The hard core of disaffected pupils can attend classes-relais, similar to our pupil-referral units. Run by education authorities in partnership with legal authorities, they provide a breathing space where pupils, taught in small groups, can become remotivated. In the coming year, 100 new classes-relais will be opened in addition to the present 250, which will cater for 3,500 pupils this year. The pupil and their family must agree to the referral.
Now a more hardline approach to the most serious cases will follow the recent election victory of President Jacques Chirac and the advent of a new, right-wing government. Disruptive and violent pupils could face incarceration following fulfilment of his election promise to reintroduce detention centres for young delinquents.
The last centre ferme in France closed more than 20 years ago because of the violence inside. In 1987, it was forbidden to keep under-16s in custody.
But that rule has been overturned by a new law, passed last month, that provides for juvenile detention centres for 13 to 16-year-olds who are suspected of having repeatedly committed offences. The centres would be for six to 10 children, who would follow a strongly educational programme with the aim of reintegration. The plans have been condemned by judges, lawyers and teachers.

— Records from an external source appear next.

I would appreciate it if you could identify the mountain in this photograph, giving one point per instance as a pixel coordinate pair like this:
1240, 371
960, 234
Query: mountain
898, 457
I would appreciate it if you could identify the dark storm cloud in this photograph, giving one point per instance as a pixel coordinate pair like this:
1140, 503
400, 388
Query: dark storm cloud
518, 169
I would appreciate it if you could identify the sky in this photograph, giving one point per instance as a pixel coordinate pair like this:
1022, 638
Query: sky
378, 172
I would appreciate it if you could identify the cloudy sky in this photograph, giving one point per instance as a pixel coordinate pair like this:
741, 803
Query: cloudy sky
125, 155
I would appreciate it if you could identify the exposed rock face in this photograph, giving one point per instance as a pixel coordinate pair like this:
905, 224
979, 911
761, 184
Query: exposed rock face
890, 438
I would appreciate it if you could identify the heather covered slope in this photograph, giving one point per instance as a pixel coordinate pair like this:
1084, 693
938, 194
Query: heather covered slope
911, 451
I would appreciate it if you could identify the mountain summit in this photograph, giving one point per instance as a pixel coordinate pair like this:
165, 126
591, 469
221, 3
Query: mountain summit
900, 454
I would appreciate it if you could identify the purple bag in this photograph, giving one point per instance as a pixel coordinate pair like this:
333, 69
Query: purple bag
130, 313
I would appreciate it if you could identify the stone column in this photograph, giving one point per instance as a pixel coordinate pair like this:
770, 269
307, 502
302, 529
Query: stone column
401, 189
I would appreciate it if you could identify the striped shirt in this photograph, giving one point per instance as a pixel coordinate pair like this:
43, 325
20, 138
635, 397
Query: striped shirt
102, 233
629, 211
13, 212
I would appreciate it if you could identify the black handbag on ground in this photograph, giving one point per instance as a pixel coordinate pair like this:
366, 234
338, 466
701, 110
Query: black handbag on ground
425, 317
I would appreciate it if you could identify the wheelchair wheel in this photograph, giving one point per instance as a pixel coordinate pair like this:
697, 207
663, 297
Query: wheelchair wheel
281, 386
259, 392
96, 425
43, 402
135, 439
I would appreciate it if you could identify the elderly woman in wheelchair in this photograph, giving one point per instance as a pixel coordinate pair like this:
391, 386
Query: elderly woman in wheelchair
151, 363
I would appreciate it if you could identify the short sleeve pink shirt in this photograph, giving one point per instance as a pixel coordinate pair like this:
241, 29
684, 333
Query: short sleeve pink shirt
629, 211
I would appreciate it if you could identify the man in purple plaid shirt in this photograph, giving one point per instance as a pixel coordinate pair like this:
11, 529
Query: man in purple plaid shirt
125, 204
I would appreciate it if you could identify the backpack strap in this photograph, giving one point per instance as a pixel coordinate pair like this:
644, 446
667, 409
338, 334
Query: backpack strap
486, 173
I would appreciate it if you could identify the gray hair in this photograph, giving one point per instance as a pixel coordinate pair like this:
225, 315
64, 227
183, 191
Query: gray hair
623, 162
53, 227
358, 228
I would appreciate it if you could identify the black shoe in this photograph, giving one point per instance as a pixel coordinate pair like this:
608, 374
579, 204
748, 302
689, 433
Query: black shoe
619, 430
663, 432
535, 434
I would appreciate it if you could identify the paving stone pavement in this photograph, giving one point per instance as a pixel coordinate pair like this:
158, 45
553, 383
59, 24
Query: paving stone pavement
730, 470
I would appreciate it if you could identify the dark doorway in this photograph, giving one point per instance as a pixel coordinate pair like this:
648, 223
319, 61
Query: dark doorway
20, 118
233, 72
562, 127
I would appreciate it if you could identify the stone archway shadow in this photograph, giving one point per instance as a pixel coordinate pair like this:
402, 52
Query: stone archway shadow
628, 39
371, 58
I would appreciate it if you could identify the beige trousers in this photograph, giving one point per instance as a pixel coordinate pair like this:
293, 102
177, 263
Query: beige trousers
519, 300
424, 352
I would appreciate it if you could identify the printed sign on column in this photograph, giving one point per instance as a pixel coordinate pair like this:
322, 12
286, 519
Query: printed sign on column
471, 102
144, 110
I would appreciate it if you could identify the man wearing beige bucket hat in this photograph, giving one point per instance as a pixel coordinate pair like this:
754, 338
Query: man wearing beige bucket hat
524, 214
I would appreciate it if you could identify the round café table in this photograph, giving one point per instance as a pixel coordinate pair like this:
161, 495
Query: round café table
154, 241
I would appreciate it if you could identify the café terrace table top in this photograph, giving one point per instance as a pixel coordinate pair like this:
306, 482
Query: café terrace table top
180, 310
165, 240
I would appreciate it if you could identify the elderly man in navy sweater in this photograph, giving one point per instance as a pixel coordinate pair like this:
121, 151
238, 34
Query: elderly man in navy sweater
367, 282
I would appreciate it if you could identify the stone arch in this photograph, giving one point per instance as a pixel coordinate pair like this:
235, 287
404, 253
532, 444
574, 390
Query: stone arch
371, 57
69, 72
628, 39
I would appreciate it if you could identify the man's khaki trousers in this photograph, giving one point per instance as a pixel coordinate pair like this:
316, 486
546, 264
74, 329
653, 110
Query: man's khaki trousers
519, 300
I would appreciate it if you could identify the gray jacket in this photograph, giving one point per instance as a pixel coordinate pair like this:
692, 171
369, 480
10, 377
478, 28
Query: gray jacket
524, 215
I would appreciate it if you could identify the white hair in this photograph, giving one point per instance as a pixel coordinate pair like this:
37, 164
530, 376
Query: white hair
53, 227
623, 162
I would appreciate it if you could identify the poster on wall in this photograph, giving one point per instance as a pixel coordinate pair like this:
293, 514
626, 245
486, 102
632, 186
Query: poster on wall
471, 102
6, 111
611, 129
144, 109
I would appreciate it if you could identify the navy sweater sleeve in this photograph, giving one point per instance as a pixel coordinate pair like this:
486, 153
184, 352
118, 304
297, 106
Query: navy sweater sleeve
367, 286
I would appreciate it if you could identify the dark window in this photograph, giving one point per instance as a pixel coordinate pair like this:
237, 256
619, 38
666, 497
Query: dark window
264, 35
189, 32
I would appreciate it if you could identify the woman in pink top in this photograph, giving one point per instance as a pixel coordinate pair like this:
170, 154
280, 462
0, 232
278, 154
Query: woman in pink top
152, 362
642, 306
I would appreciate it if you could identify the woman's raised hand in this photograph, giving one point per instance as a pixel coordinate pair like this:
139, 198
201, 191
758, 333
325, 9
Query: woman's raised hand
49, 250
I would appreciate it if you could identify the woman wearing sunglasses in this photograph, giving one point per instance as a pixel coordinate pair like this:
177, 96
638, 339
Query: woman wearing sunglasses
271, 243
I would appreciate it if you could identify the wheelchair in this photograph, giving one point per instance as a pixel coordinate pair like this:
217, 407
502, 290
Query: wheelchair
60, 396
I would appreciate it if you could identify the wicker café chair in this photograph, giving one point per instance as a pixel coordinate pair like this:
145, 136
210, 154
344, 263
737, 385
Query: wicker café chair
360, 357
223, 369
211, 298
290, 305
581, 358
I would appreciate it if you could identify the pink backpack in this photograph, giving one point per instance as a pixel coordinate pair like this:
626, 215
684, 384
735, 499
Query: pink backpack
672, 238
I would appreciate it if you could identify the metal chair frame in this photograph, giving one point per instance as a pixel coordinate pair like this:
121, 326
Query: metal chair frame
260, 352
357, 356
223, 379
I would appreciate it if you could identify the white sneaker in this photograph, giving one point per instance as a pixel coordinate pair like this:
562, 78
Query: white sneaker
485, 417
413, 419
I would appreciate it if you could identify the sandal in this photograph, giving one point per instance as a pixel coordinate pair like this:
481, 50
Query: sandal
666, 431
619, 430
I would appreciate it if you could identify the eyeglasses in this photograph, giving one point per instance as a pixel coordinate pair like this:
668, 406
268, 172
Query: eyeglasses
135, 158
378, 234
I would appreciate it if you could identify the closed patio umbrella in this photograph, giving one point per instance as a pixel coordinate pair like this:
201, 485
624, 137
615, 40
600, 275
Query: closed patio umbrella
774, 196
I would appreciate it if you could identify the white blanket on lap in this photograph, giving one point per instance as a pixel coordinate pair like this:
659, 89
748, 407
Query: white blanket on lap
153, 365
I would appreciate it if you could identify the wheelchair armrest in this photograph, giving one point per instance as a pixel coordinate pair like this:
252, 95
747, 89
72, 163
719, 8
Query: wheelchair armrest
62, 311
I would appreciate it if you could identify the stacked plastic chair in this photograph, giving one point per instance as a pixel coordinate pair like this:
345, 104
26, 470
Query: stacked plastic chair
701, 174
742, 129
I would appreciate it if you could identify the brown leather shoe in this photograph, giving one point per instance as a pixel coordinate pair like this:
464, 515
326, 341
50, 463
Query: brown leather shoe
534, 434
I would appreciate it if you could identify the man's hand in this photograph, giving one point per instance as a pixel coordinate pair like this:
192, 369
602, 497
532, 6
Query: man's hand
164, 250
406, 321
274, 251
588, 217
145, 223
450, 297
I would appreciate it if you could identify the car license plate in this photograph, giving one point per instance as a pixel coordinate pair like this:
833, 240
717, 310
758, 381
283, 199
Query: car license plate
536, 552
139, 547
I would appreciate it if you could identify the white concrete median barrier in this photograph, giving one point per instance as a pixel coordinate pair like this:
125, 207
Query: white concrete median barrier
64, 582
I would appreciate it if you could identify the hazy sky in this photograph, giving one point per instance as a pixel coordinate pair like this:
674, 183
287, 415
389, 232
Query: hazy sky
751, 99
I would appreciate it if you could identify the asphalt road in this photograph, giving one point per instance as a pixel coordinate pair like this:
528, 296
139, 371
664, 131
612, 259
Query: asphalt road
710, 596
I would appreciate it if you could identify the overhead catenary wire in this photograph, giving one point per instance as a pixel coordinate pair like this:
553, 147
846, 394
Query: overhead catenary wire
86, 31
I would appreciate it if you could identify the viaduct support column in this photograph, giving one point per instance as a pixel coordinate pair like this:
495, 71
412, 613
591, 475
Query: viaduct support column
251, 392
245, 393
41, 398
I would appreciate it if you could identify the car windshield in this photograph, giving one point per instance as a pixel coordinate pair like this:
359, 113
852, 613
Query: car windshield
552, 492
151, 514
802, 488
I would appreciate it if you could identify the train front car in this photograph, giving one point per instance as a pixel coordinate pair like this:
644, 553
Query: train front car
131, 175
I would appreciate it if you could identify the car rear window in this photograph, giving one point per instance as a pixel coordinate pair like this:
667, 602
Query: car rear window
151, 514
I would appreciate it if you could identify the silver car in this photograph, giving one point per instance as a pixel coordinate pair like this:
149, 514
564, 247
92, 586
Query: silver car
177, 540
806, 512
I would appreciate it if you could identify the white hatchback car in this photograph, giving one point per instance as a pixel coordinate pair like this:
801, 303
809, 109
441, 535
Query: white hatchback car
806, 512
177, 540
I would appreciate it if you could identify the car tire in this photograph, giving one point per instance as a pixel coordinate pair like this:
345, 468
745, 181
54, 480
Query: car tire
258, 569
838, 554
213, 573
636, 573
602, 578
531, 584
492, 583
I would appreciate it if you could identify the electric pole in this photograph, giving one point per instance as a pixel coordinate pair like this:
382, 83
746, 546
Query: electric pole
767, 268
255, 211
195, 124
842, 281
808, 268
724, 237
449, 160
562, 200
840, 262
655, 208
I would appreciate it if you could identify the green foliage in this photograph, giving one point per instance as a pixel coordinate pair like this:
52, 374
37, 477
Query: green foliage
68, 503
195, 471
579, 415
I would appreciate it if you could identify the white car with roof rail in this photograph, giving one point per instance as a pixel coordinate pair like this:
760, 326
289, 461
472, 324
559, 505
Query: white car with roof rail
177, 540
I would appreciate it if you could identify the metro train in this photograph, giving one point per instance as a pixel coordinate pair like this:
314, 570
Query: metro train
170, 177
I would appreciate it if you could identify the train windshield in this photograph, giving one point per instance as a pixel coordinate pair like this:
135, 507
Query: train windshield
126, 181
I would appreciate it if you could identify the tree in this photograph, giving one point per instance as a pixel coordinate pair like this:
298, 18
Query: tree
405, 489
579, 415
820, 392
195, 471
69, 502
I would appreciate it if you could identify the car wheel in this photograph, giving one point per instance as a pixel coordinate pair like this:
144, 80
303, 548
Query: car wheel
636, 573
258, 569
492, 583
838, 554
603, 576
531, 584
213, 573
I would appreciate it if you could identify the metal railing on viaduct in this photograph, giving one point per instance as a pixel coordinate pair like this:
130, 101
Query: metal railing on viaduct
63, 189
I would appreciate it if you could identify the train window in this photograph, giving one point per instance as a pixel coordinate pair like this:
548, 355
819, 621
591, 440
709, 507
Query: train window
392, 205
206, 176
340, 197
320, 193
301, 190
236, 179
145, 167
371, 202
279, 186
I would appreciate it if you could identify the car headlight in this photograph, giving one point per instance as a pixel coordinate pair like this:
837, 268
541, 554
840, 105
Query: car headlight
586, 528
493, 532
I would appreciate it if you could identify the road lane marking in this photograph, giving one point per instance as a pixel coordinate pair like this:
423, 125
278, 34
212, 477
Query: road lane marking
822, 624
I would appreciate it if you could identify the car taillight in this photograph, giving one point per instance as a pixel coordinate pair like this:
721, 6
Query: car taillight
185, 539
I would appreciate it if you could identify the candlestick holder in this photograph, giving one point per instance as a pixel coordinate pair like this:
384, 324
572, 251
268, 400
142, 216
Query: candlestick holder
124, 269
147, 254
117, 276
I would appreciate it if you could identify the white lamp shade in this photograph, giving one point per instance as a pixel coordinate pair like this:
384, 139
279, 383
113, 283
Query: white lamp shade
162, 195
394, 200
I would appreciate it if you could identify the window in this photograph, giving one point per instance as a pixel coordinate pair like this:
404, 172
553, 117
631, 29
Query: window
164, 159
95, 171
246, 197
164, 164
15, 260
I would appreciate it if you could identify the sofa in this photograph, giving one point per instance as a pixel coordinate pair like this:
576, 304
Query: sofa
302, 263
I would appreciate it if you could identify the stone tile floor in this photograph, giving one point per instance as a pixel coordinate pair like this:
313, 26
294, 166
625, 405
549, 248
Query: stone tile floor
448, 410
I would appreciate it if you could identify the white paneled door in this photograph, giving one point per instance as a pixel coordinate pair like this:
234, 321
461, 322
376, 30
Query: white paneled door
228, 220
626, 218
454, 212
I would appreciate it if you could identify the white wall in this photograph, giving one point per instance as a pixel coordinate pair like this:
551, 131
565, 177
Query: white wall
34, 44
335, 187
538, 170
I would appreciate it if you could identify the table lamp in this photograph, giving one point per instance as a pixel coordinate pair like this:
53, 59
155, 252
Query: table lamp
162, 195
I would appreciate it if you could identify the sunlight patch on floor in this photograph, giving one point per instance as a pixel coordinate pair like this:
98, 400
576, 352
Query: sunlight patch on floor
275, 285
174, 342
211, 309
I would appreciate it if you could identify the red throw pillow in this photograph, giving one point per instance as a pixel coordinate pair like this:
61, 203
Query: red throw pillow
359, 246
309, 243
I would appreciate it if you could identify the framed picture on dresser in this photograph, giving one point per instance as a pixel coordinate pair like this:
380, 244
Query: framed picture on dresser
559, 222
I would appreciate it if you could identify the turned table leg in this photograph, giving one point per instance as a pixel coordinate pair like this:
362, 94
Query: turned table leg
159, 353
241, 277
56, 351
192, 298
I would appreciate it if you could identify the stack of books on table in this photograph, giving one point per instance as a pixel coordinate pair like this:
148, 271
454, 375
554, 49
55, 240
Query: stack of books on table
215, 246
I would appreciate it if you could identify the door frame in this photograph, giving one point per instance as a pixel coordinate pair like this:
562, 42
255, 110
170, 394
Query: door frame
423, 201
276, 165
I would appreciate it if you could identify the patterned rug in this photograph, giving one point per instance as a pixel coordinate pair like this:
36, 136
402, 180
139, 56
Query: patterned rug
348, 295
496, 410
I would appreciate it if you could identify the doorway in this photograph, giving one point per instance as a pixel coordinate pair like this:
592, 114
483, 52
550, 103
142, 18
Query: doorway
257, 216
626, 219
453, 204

But French MPs made the law even tougher by introducing an amendment to extend measures originally designed to protect the police. Pupils and parents who insult or threaten teachers could now face six months in prison and a Euro 7,500 fine.
ONCE elected in 1997, Labour set out to cut the growing number of children permanently excluded from school by a third by 2002. In England, numbers fell from 12,700 in 1996-97 to 8,300 in 1999-2000, but targets were then relaxed and numbers have since risen, with a growing proportion excluded from primaries. New guidance says schools can permanently exclude for bullying or one-off violent incidents.
Within English schools there are 1,050 learning support units which help to tackle the behaviour of pupils at risk of exclusion. An extra pound;66 million to tackle behaviour in high-crime areas will fund more. More than 360 off-site pupil-referral units have been set up to meet the Government's pledge of full-time education for all permanently excluded pupils from this month. Thirty-four local education authorities in high-crime areas must provide full-time education for all pupils from the first day of any exclusion from January next year.
In Wales, exclusion numbers are also rising but there are no targets to provide full-time education for excluded pupils.
FOLLOWING research in Spain, Italy, Germany, Austria, Belgium, Holland, Denmark, and Sweden, Carl Parsons of Canterbury Christ Church University College says:
"School exclusion by means of education law is almost unheard of in mainland Europe. General criminal law and health and safety legislation are enough to cover the worst problems. To move a child will usually require the agreement of child and parent and usually a negotiated transfer is arranged.
"In these countries, education is provided both as a right and a duty for a state to provide. It is recognised that some at-risk young people are in greater need of education and the state accepts the greater expenditure this will incur."
In Denmark, Professor Parsons observed a troublesome pupil being moved to a (very pleasant) observation class in the same school. A strategy was then agreed with the parents to induce the child to behave in an acceptable way. Options for action included more support in the mainstream class, a move to a special class in the school or transfer to a special school.